Q. What do you think Marat has to do to beat Pete?
LLEYTON HEWITT: Take advantage of his break points. I think Marat matches up not too bad. He does return very well for such a big guy and does move very well. We all know the power that Marat generates from the baseline as well. He has a big serve, as well. I think if you look at it, it's going to be two or three maybe tiebreakers in there. I think it's going to be hard for both players to break serve. I think the key is going to come down to, you know, if Marat feels the pressure at all. Pete has been in that situation so many times, I think it's a big question mark over Marat. Sure, he's won the Masters Series this year, done very well on all surfaces. Till you're actually out there in a Grand Slam final, it's hard to say.
Q. Is it going to be difficult to get yourself up for the Olympics?
LLEYTON HEWITT: No, not at all. No, not at all. You know, if you can't get up for those -- it's a little bit I suppose like the Davis Cup coming back to Brisbane after Wimbledon. It was a long flight. We only had a couple days to prepare. You know, that's what you play for, those big tournaments. You know, I'll be sort of a hundred percent ready to go when the Olympics start.
Q. Any aspect of your game that you walked off the court today, "I must improve this"?
LLEYTON HEWITT: My serve definitely went off as the match went on. From the start, I served unbelievable, the best I've ever served I think, for most of the first set. Then I lost it a little bit toward the end, got it back, then sort of for the second and third set really struggled, didn't make a lot of first serves. If you have a look at how many cheap points Pete gets off his serve, probably the big turning point, I suppose.
Q. What is your program between now and the Olympics?
LLEYTON HEWITT: No, nothing much. Just head there when I'm ready, you know, practice for a few days, get into it.
Q. I know you're trying to get ready for what Pete is going to do on an overhead, do you ever just watch him and see how high he jumps? Does that amaze you?

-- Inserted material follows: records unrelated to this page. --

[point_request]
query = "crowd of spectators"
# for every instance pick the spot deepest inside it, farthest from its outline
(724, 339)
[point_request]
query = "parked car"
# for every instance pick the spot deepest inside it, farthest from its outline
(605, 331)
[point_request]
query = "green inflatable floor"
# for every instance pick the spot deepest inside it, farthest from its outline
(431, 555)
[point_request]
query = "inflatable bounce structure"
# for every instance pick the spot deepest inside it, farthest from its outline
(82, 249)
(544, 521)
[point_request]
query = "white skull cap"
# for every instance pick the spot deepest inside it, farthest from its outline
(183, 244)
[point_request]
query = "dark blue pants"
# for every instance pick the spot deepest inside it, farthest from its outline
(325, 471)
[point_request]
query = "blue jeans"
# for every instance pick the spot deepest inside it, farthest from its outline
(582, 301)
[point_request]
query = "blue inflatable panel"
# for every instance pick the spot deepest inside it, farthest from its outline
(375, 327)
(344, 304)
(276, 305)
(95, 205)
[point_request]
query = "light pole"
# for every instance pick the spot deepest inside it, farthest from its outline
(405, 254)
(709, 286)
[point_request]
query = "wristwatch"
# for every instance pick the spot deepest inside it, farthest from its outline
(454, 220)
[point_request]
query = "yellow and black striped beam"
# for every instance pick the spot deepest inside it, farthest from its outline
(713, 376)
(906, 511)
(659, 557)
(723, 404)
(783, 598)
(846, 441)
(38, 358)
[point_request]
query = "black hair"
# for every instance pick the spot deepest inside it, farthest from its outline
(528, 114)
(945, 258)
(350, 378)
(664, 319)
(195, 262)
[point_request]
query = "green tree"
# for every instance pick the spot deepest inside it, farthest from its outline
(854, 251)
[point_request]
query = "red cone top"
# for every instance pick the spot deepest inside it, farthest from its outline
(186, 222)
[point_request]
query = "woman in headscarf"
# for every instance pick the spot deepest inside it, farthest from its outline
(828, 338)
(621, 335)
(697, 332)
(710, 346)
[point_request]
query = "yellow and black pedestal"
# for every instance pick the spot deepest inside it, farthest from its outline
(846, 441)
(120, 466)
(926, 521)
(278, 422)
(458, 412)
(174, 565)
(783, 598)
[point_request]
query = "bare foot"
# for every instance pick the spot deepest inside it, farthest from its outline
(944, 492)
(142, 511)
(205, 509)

LLEYTON HEWITT: He definitely gets up there for such a big guy. You know, I don't actually watch and think, "Gee, he gets up pretty high." Yeah, he's obviously a great athlete. He's naturally gifted, I think, as well. But, you know, those jump smashes have sort of become his over the last few years.
Q. Did you get any expressions of support from back home from the semifinal?
LLEYTON HEWITT: Yeah, you know, I've spoken to obviously Newcombe here, I've spoken to Rochey, Rafter, the boys, a fair bit of publicity. I think it's good for me because this is my first semifinal in a Slam. It's very hard, obviously the crowd was on Pete's side today - one, because he's possibly the greatest player to ever live; two, we're playing in America. It was probably twice as hard for me. To know you had that hundred percent support back home in Australia is a big bonus.